OMPRESS-MADRID (28-05-18) El arzobispo de Ayacucho, Mons. Salvador Piñeiro, valoraba la labor de los misioneros llegados de España a la tierra de la que es pastor. Lo hacía a su paso por la sede de las Obras Misionales Pontificias, el pasado jueves 24 de mayo.

“Ayacucho es una diócesis muy antigua. A mitad de camino entre Lima y el Cuzco. Con un clima muy bondadoso y gente muy acogedora. Para los misioneros de la primera evangelización, era una estación de descanso, de reciclaje, de estudio”. Mons. Piñeiro recordaba la evangelización fundante que llevaron a cabo los primeros misioneros, que traían todo su estilo sevillano, con los pasos, las procesiones, las imágenes. También recordó que Ayacucho, desgraciadamente, ha conocido el terror. Allí nació Sendero Luminoso, con más de 70.000 muertos, y más de 16.000 desaparecidos.
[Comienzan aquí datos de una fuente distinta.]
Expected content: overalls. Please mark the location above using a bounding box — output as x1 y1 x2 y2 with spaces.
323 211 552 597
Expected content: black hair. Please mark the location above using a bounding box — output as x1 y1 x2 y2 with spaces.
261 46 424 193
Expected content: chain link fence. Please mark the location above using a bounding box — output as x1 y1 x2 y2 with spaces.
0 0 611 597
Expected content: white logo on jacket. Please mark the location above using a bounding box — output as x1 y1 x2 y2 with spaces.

“Cuánto tengo que agradecer la presencia de misioneros”, decía el arzobispo. Y recordaba a uno de ellos, amigo suyo, el sacerdote Santiago Javier Obón Molinos, de Tortosa: “Cuando cumplió sus 25 años de sacerdote, le pidió la gracia a su obispo de ir a la misión. Y llegó a Ayacucho, pasó 22 años entregado a la obra misionera. Fundando parroquias, centros de asistencia para niños. Hace dos años la enfermedad lo marcó y en dos meses se fue. Un cáncer al páncreas. Yo le dije que el tratamiento iba a ser muy largo. Nos vamos a Tortosa para que te atiendan. No, me dijo, me llevas a Ayacucho y entrego mi vida por la arquidiócesis. Y la víspera de Cristo Rey cerraba sus ojos al mundo, se abría su alma a Dios. Verdaderamente el sepelio, las despedidas parecía un acto de beatificación, todo el pueblo se volcó y acudió”.
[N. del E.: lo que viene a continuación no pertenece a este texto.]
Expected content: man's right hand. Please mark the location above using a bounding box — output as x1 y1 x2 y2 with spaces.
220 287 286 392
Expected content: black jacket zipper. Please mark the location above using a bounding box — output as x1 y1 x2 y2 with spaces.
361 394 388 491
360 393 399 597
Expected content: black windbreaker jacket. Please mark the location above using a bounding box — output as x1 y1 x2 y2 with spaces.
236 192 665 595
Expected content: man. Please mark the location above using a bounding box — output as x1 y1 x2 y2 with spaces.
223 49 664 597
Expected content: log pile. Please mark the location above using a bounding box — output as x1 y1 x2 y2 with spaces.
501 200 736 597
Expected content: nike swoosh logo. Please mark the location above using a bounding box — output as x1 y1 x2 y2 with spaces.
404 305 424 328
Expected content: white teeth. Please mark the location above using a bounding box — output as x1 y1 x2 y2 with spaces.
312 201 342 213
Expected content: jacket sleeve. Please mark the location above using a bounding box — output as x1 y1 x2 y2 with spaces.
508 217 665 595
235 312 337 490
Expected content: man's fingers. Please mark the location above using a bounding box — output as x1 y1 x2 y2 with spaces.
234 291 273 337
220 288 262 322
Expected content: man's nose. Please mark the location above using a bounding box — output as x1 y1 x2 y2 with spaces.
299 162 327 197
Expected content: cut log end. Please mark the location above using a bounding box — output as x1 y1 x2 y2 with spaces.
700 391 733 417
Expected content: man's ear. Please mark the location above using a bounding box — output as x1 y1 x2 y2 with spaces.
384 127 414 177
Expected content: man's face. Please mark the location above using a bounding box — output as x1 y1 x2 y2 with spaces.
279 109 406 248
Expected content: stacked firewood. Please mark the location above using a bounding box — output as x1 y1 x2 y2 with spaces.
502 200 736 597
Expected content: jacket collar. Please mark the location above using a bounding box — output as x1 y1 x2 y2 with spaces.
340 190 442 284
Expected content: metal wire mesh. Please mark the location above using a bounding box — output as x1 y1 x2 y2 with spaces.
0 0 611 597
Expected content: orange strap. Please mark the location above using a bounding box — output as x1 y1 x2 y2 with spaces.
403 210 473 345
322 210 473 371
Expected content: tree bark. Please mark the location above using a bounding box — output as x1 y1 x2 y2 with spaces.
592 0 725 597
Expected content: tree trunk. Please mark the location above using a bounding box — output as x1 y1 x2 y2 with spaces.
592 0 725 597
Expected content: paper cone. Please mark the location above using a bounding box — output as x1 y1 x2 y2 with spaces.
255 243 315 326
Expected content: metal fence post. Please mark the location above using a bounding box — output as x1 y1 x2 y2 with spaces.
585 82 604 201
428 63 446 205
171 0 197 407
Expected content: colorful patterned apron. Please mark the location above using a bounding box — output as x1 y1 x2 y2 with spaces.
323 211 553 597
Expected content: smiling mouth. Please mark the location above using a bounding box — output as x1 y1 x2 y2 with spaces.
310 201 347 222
“Les tengo que agradecer a los misioneros de la primera hora, que trajeron el Evangelio, y también a esos misioneros que siguen acompañando”, y recordó a los misioneros de Granada, a los que ha tenido oportunidad de visitar y dar las gracias en este viaje, a los de Toledo, a los de Mallorca. “Cuánto tenemos que agradecer la presencia de misioneros venidos de España, que nos han dado su cariño, su tiempo. El Papa Francisco en su viaje a Perú bendecía a una gran misionera, la madre Covadonga, asturiana, 95 años, que todavía sigue activa y sigue yendo a la cárcel. También están cuatro religiosas vascas, de Oñate, que levantaron un monasterio hace 50 años también tienen la fatiga, cuánto tenemos que agradecer esa cercanía, esa ayuda misionera”.